The establishment of free exchange market would accentuate the flight of capital. Moreover, prevention of smuggling would be a major political problem, as most smuggling is via Hong Kong, which depends on entrepôt trade for its existence, and Kwangtung, where it would be hazardous for Central Govt to try to strengthen its political authority at this time.
2.
The Central Govt would run the risk of rapid depletion of its stock of silver coin if it started with only 45 million ounces of silver coin. It was admitted that around another 100 million ounces would be needed, upon which I asked where this 100 million ounces and the balance needed eventually to make up the 250 million ounces would come from. The Governor again alluded to the possibility of an arrangement with Mexico through American good offices and to a purchase of silver from the United States.

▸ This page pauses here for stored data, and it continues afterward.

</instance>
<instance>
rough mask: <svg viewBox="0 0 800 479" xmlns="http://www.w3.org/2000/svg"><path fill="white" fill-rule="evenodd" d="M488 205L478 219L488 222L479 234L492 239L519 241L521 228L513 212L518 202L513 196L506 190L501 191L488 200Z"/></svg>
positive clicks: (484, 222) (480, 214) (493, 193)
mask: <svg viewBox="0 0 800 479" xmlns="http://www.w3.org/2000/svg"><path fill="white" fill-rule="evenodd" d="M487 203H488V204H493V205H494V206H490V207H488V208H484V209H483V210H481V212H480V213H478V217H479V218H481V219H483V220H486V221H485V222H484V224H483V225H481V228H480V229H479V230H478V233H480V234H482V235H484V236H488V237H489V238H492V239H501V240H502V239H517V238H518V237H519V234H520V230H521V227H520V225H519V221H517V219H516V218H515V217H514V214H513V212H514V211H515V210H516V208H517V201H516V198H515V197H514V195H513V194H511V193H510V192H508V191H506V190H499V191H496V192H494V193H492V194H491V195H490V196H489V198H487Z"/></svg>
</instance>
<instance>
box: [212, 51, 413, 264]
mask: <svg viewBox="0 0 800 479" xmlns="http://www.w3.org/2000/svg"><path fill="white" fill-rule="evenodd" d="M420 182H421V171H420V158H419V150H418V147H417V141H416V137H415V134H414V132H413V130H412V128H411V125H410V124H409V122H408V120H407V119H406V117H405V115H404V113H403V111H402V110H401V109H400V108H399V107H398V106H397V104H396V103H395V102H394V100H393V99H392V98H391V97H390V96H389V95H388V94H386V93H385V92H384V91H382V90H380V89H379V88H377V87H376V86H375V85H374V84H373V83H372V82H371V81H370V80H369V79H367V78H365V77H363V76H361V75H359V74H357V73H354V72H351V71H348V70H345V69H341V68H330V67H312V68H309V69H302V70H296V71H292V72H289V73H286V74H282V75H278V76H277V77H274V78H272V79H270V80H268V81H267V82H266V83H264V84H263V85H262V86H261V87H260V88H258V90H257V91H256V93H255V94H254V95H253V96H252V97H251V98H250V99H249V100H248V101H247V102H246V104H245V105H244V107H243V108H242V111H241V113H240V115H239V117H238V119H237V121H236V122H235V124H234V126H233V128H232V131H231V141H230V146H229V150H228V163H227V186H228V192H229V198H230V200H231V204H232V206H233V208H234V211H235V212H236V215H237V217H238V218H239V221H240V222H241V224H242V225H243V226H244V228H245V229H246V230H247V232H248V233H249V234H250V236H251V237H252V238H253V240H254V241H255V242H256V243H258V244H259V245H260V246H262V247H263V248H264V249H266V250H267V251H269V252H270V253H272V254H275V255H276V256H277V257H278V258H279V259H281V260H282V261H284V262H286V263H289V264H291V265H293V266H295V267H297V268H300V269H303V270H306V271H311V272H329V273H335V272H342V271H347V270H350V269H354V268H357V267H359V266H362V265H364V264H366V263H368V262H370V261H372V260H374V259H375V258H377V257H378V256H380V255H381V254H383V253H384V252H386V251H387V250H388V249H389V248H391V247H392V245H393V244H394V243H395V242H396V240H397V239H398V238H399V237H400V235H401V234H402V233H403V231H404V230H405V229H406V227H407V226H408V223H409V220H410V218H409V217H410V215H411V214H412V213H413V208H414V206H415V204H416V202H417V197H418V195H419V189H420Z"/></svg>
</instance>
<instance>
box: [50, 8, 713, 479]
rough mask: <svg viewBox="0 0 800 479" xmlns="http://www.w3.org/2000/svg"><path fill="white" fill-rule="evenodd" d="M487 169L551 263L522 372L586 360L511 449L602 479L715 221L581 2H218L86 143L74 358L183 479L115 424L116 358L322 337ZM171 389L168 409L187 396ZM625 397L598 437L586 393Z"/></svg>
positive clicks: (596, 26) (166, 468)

With respect to Mexican silver I tried unsuccessfully to pin him down on possible terms. With respect to U. S. silver he indicated that he had a 10-year credit in mind, and K. P. Chen suggested that repayment might be in the form of commodities such as tin and wolfram ore, with repayment to begin 3 or 4 years from now. When I pointed out that such an arrangement would in fact be a loan, this was generally agreed to. When I mentioned the obstacles in the way of a loan, K. P. Chen intimated that the “silver bloc” might support such a loan, citing the late Senator Pittman who said to him 11 years ago: “Come to U. S. 6 years from now and we will give you all the silver you want.” However, he confessed that the silver bloc might raise certain difficulties as to price. Another suggestion was that China might make an arrangement similar [Page 1162] to that made by the United Kingdom and India during the war, when we lend-leased silver to them on condition that repayment be made in silver.
3.
Would the silver coin be maintained at a fixed or a fluctuating price in terms of fapi? After some discussion of the advantages and disadvantages of both courses, Pei said it would be best to regulate the price of silver coin in such a way that it would exceed the value of its silver content in terms of the free market exchange rate, but no definite answer to the question was given.
4.
The introduction of silver coin would accentuate the flight from fapi and significantly increase its velocity of circulation.
5.
How would it be possible to resist pressure of military to obtain silver coin for their appropriations?
6.
Finally, judging from Pei’s analysis it would appear that silver coin was going to be introduced on the basis of the expectation that the economic situation was going to improve and not deteriorate. K. P. Chen speaking for the group as a whole said that was correct.

After further discussion Governor asked me to transmit over the week-end request contained in section 1.7

Saw Li Ming on July 12. He confessed that Pei had been too optimistic in his analysis of the impact of a free exchange market and that the silver proposal was the product of a desperate situation but claimed that hard money would act as a curb on military extravagance and contribute to fiscal sanity. K. P. Chen later joined us and also confessed that the establishment of a free exchange market, which he has supported for some time, would be a gamble. [Adler.]

Stuart
  1. Chang Kia-ngau.
  2. Telegram No. 1532, July 15, supra.